Kamis, 27 Agustus 2015

MAULID NABI MUHAMMAD SAW DAN REINTERNALISASI USWAH-NYA DALAM MENJAWAB KRISIS MORAL UMAT OLEH : ACHMAD MUHLIS

PROLOG
Rasulullah Muhammad saw adalah teladan yang baik (uswah hasanah) tidak ada duanya bagi mereka yang mengharapkan ridha Allah swt dan percaya terhadap adanya hari pembalasan, serta bagi manusia yang ulul albab yakni manusia yang selalu berdzikir “mengingat Allah” pada saat berdiri, duduk maupun berbaring dan selalu berpikir terhadap ciptaan Allah.
Keteladanan Yang selalu kita dengar ditengah-tengah masyarakat saat ini adalah keteladanan agar menikah pada usia dimana Rasulullah menikah yakni pada usia 25 tahun, itu seolah-olah keteladanan yang harus dan wajib dipenuhi, padahal keteladanan itu bukan hanya diartikan sekedar dan sebatas usia menikah Rasululllah saja. Keteladanan itu hakikatnya segala sesuatu yang melekat pada Rasulullah baik secara kognitif, afektif maupun psikomotorik “kalau kita pakai istilah dalam pengembangan pembelajaran”.

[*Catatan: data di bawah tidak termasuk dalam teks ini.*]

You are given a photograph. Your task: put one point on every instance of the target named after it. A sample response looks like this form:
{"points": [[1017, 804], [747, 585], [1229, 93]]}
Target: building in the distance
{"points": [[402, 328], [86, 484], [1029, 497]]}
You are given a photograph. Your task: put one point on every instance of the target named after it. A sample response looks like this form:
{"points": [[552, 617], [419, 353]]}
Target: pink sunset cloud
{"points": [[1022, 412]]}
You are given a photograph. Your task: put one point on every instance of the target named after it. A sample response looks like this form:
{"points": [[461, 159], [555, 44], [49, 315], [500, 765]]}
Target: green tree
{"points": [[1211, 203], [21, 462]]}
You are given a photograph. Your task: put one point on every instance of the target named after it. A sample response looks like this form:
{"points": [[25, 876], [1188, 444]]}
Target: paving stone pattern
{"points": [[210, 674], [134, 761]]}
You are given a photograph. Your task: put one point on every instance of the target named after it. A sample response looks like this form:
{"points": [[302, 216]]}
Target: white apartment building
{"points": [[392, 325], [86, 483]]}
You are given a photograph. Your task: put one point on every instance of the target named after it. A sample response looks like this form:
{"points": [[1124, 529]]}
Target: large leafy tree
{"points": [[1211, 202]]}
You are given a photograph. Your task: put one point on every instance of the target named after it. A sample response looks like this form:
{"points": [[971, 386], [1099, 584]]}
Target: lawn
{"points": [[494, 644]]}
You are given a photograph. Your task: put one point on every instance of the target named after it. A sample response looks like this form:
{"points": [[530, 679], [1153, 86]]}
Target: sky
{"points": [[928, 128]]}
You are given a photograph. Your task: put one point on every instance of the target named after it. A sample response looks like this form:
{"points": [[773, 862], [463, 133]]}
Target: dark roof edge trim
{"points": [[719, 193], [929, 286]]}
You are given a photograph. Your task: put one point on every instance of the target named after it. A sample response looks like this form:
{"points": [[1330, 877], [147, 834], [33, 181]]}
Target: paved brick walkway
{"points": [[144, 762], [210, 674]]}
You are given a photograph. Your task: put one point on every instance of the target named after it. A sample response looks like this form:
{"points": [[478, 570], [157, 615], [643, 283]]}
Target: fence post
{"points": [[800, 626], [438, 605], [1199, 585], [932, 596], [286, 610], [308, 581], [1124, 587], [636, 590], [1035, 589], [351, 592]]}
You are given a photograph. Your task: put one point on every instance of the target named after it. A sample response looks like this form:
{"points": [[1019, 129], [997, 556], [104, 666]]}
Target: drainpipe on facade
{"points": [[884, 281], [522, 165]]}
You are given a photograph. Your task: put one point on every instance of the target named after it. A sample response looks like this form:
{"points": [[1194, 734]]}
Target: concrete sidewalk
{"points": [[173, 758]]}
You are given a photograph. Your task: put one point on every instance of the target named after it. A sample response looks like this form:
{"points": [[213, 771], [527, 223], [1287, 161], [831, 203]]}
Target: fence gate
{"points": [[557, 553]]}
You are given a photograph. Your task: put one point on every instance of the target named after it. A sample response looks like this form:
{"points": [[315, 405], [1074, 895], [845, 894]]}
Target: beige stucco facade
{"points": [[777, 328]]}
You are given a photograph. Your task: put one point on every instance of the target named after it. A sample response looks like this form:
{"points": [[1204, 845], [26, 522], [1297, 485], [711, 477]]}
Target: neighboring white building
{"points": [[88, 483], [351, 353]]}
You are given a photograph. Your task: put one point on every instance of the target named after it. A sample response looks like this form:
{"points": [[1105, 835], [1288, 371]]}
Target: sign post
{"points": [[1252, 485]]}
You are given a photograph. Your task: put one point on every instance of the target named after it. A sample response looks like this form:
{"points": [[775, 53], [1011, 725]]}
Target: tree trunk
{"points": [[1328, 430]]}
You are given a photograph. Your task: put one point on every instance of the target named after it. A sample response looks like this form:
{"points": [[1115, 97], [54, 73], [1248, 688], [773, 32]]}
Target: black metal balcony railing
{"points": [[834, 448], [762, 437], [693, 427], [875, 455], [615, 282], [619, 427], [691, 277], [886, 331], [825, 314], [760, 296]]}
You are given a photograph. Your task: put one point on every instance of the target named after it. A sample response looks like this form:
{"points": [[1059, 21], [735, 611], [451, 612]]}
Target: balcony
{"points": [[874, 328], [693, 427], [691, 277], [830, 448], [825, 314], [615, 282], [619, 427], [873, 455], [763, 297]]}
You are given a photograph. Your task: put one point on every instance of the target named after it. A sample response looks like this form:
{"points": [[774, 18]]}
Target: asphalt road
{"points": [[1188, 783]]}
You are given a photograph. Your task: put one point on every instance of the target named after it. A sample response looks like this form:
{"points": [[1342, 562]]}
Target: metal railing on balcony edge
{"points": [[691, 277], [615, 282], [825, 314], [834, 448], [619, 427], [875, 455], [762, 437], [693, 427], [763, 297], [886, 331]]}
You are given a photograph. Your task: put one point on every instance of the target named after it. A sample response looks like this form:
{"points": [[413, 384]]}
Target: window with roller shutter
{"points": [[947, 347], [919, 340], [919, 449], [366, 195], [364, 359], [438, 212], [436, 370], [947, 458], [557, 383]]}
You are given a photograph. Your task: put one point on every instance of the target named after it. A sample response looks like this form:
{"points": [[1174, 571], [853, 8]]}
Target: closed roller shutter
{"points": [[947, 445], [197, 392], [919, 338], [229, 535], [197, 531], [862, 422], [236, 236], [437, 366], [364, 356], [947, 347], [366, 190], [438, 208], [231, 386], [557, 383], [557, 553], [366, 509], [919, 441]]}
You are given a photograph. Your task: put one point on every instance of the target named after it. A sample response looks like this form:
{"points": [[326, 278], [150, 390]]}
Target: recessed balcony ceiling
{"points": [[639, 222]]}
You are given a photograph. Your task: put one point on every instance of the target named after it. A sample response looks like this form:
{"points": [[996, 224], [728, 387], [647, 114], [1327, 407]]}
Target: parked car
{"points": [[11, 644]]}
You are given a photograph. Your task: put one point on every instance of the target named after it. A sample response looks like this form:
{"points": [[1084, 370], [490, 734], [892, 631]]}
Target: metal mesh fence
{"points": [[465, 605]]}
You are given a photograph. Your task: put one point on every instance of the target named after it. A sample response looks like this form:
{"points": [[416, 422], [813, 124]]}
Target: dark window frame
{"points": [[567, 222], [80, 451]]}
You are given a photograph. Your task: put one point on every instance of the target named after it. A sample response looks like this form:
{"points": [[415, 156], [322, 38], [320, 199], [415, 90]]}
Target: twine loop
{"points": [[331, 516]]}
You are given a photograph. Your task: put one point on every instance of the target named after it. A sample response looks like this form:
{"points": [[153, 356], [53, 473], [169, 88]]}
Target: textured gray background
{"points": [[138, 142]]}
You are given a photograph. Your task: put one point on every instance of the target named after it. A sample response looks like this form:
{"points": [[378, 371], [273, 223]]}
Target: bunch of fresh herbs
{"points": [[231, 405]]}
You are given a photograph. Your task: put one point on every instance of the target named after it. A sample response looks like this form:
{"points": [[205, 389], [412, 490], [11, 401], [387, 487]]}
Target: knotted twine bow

Keteladan Kognitif ”ma’rofi” adalah kualitas pengetahuan, pikiran dan hati Rasulullah yang luar biasa juga patut diteladani, yang dapat melahirkan masyarakat berakhlaq dan berbudi luhur serta berlandaskan demokrasi yang hakiki didunia ini, teori-teori yang saat itu tidak bisa dijangkau, tapi saat ini terbukti teori-teori itu, artinya  Rasulullah dengan kemampuan kognisinya mampu memprediksi kejadian yang belum terjadi berkat bantuan Allah SWT, semisal teori yang dikembangkan oleh BF. Skiner dengan teori “tabularasa”, BF. Skiner menyatakan bahwa manusia lahir layaknya seperti kertas kosong, padahal jauh hari sebelum BF. Skiner lahir, seorang Rasulullah sudah menyatakan lebih dahulu dengan bahasa yang cukup jelas, kongkrit dan elegan yang menunjukkan bahwa kualitas Rasulullah dalam mengolah pikiran sangat luar biasa, sebagaimana disebutkan “Kullu mauludin yuladu ala fitratil islam fa abawahu wuhawwidanihi au yunashsiranihi au yumajjisanihi” (setiap bayi yang dilahirkan adalah suci/tanpa dosa/kertas kosong, maka kedua orang tua-lah yang dapat menyebabkan yahudi atau nasrani atau majusi). Kata fa abawahu (kedua orang tua) kalau kita jabarkan lebih luas dalam konteks ini ada tiga macam antara lain, pertama man waladaka (orang yang melahirkan), kedua man zawwajaka (orang yang mengawinkan/mertua), ketiga man ‘allamaka (orang yang mengajar/guru). Artinya, tiga hal inilah yang sangat berpengaruh dan mempengaruhi terhadap pola pikir, cara pandang, serta prilaku anak.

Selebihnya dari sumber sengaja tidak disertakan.